When I got back home, I knew what I had to do. Every nationality and ethnicity in Resurrection City was represented by grassroots organizations except for Asian Americans.  I would return to my roots in Chinatown and organize for revolution.

Author’s bio:  Alex Hing is a full-time sous chef in a luxury New York City hotel and a trustee of Local 6 of UNITE HERE, New York City Hotel Trades Council and a founding member of APALA. He was part of the rank-and-file movement to bring democracy to San Francisco’s Local 2 and on the Negotiating Committee of the 1980 four-week citywide hotel strike. Hing is a longtime activist in student, civil rights, peace, API and environmental movements. He is a tai chi master and studied Okinawan karate for 15 years.

East Wind Ezine will also publish an article by Kenyon Chan, who volunteered for the Poor People’s Campaign, when he was a student at UCLA.  For more information about Resurrection City including 12 oral histories and  a video of the Feb. 9 2018 panel discussion with PPC veterans Laura Jones, Chuck Fager and Maria Varela, visit Poor People’s Campaign – Oral Histories and Reflections

Cover Photo:

Resurrection City, Washington, D.C. June 1968.


  1. Donna Amador on May 21, 2020 at 6:58 pm

    Wow! Alex – you just recalled so many of the great memories I have of the PPC! I learned so much and used that knowledge to inform the rest of my political life.
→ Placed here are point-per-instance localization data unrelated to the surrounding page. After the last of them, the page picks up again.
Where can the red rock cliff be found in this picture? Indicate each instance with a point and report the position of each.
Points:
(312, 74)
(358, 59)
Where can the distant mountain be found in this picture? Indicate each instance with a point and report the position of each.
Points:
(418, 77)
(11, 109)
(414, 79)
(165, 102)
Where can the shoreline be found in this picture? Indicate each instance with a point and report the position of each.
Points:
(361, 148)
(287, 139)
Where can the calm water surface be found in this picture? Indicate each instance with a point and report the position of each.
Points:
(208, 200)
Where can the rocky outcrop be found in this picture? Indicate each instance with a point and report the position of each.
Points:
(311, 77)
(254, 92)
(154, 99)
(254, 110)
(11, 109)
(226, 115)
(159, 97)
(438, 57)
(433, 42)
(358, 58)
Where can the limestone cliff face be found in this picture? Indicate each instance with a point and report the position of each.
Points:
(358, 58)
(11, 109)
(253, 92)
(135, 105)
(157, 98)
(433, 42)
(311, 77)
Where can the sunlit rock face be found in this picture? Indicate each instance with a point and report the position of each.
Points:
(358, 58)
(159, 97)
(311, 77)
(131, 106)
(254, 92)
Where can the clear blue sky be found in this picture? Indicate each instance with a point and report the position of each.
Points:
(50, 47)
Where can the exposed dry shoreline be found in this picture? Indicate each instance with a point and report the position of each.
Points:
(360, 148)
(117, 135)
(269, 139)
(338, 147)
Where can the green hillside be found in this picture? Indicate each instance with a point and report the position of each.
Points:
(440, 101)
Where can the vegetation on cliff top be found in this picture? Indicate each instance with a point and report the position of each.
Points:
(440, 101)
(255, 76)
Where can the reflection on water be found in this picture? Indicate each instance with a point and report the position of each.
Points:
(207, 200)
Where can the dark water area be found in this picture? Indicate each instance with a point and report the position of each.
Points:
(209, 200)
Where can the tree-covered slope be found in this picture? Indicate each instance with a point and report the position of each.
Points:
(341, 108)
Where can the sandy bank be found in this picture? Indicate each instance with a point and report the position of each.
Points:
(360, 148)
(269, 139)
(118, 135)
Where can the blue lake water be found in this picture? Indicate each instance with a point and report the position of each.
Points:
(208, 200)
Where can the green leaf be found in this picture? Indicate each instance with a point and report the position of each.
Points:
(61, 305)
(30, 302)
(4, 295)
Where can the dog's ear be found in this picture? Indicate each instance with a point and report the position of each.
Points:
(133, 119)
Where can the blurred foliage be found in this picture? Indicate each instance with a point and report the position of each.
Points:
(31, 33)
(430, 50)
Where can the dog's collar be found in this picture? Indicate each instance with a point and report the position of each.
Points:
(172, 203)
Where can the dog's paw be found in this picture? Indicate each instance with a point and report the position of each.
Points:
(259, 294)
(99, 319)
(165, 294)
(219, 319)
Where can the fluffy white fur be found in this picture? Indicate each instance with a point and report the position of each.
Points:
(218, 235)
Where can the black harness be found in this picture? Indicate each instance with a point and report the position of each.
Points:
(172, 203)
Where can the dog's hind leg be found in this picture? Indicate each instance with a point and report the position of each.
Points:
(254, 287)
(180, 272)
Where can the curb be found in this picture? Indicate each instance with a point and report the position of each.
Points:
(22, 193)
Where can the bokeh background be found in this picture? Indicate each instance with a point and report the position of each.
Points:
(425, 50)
I remember taking showers at folks’ houses, washing clothes, eating in some gigantic, many storied projects. Our hosts were so generous and kind to us crazy young folks from CA.

    Uniting with so many other groups across the nation was incredibly eye opening. Do you remember the Gullahs from the Georgia Sea Islands? So many more! And the crazy, great trip thru the South – there really were Handguns in the display case at the cashier stations in trucks tops along with gum, candy, cigarettes. Different world to us. I wrote about this for my senior thesis at SFSU.

    Thanks so much for the PPC Retrospective!

    • ALEX HING on May 23, 2020 at 4:04 pm

      Thanks for your good reminiscences. Those were the days. The formative times of our political outlook.